Setup: Given that we have a noisy matrix signal $\breve{B}\in\mathbb{R}^{p\times L}$ of the true signal $B\in\mathbb{R}^{p\times L}$, where the empirical distribution of the rows of $B$ converge to $\bar{B}\in\mathbb{R}^L$ where $\bar{B}\sim\text{Categorical}(\pi)$, $\pi\in\mathbb{R}^L$, and $\sum_{l=1}^L\pi_l=1$ (i.e., $\pi$ is a probability vector). The rows of $B$ are generated by sampling independently from the distribution $\text{Categorical}(\pi)$. So the rows of $B$ are independent one-hot vectors.

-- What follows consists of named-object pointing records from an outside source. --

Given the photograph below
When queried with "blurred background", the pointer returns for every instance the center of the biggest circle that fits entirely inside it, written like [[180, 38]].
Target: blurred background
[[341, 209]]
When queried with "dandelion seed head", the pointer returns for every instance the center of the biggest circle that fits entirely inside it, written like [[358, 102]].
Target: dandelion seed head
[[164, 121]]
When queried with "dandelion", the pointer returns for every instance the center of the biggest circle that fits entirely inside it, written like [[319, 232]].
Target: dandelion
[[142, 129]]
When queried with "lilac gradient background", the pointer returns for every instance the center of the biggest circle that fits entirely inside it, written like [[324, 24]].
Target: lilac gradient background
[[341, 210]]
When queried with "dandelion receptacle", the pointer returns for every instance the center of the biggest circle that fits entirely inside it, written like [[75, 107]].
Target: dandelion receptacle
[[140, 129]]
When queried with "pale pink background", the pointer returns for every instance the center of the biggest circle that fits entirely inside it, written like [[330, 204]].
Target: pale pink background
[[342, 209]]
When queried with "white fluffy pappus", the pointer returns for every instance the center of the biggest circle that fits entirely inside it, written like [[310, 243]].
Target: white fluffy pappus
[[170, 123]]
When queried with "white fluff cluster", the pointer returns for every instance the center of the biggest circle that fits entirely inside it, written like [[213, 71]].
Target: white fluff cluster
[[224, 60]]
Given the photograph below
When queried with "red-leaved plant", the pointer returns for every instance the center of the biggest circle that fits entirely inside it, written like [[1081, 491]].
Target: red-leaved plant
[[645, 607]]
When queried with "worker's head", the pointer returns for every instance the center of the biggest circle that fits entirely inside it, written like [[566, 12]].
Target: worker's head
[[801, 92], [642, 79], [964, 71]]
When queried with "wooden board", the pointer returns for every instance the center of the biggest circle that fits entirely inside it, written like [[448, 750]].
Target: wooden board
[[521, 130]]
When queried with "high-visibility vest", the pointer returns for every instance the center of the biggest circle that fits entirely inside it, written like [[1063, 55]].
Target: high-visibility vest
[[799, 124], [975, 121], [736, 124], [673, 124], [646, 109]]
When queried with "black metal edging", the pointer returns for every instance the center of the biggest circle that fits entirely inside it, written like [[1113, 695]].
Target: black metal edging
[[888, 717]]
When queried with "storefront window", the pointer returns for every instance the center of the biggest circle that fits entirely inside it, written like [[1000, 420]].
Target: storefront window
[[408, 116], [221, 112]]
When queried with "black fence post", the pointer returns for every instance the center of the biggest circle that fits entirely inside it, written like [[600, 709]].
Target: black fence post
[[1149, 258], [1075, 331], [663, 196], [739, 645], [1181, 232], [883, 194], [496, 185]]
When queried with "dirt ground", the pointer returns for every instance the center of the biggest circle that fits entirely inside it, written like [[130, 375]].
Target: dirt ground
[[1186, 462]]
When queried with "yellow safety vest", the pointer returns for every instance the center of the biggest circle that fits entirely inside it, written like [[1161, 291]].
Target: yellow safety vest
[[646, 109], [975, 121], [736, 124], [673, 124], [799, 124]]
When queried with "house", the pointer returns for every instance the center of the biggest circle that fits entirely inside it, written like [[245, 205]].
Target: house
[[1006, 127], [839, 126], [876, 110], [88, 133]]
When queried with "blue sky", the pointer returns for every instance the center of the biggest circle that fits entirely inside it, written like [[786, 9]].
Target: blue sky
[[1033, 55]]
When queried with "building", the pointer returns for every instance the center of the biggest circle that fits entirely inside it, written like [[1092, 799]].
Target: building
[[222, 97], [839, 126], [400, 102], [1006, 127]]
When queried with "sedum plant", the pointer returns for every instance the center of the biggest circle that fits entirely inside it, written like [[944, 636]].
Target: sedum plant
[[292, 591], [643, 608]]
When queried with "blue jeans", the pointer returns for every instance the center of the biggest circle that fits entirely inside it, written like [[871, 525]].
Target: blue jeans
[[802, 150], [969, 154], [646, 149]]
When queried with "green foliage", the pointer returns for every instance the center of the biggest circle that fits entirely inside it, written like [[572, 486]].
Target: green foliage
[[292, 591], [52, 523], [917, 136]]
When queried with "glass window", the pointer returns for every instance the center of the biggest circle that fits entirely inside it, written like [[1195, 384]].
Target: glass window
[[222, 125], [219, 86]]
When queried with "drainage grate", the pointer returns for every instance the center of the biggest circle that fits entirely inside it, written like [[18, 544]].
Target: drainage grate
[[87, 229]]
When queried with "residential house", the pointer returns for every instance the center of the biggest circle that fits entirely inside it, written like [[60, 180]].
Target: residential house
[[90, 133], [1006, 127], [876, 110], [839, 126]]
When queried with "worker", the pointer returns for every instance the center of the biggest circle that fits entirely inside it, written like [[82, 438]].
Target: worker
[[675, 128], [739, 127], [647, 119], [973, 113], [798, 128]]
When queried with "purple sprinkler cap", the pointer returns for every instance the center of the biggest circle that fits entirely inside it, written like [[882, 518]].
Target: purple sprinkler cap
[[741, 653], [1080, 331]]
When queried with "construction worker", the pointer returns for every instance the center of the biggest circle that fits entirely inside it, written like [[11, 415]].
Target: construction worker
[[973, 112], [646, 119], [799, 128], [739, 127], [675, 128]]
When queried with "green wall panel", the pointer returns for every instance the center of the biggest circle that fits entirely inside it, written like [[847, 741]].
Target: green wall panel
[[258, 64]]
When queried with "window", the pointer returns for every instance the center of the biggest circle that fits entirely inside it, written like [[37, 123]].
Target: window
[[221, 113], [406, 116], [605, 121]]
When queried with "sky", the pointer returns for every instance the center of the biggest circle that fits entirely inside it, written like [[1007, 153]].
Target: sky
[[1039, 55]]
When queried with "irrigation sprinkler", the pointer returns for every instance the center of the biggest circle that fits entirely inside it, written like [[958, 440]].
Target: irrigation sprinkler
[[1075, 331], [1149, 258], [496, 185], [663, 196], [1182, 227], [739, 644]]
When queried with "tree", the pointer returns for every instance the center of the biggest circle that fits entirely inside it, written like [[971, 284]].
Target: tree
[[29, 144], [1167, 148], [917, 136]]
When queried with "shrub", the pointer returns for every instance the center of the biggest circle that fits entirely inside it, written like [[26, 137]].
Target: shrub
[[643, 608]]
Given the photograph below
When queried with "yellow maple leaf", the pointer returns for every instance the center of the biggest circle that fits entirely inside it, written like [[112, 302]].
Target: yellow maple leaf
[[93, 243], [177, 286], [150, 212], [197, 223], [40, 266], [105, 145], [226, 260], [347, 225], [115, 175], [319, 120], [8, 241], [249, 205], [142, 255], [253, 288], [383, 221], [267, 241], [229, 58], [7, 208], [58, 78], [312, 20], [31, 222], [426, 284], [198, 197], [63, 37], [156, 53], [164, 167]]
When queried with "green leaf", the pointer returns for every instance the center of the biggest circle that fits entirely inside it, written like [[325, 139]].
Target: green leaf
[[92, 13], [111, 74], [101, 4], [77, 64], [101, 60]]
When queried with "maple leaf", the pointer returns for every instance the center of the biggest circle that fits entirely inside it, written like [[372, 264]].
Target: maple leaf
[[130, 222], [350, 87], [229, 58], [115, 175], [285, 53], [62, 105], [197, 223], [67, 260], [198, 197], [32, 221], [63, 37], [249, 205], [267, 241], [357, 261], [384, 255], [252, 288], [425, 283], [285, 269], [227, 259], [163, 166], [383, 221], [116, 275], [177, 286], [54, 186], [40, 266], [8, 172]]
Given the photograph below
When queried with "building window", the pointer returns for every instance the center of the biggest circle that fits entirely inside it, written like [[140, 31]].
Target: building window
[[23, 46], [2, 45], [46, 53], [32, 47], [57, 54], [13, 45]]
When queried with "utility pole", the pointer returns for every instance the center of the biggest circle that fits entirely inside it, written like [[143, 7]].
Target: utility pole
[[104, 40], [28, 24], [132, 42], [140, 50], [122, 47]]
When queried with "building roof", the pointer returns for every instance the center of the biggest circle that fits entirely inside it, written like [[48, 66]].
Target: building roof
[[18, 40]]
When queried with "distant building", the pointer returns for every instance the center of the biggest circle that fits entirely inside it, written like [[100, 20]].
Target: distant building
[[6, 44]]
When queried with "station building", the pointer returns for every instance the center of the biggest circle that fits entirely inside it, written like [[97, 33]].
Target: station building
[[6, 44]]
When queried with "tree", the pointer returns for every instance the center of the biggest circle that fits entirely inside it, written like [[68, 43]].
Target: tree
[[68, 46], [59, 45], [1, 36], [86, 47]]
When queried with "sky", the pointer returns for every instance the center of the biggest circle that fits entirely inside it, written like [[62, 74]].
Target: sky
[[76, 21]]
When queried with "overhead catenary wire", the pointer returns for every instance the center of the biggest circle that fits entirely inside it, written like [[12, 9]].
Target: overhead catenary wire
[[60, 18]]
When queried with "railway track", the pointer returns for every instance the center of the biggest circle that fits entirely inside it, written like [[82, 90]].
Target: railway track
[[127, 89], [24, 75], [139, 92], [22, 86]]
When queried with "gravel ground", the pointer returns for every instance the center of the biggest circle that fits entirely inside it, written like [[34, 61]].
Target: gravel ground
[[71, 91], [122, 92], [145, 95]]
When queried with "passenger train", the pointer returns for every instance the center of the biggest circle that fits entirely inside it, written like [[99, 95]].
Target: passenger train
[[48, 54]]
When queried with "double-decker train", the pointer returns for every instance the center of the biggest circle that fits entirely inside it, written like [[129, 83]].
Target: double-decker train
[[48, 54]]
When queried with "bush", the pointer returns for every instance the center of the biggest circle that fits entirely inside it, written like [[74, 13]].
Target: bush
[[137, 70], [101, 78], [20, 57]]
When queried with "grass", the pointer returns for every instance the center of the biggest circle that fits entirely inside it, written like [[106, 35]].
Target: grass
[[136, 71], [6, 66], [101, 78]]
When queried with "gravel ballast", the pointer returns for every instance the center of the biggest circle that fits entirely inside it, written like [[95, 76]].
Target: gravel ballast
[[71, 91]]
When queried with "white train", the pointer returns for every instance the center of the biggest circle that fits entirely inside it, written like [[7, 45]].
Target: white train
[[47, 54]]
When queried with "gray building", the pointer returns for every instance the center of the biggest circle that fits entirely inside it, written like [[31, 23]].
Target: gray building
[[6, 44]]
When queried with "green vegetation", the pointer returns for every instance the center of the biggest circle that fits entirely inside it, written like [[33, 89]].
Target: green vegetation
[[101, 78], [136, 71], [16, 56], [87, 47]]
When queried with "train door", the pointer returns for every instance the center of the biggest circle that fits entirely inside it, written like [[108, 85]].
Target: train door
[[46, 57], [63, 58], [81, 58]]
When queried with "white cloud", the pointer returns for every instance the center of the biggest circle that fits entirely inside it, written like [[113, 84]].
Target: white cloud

The goal is to estimate $B$ from $\breve{B}$. We have additional statistical information about $\breve{B}$, namely: The empirical distribution of the rows of $\breve{B}$ converges to $M\bar{B}+G$, where:
- $M\in\mathbb{R}^{L\times L}$ is a non-random component;
- $G\sim \mathcal{N}(0,\Sigma)$, where $\Sigma\in\mathbb{R}^{L\times L}$, is the random noise component.
Note that we have access to $\pi$, $M$, and $\Sigma$. To be more precise, the convergence of rows means $$ \frac{1}{p}\sum_{j=1}^p\breve{B}_j \rightarrow \mathbb{E}\big[M\bar{B}+G\big], $$ where $\breve{B}_j$ denotes the $j$th row of $\breve{B}$.
Question: What is the best estimator $\widehat{B}_j=f(\breve{B}_j)$? Note that here, estimation is done row wise with $j\in\{1,\dots,p\}$. The best that I can think of is $$ f(\breve{B}_j)=\mathbb{E}\Big[\bar{B}\,\Big|\,M\bar{B}+G=\breve{B}_j\Big]. $$ Can we do better than this since we know that rows of $B$ are one-hot vectors (and we also know the prior distribution of the signal $B$)? Thanks.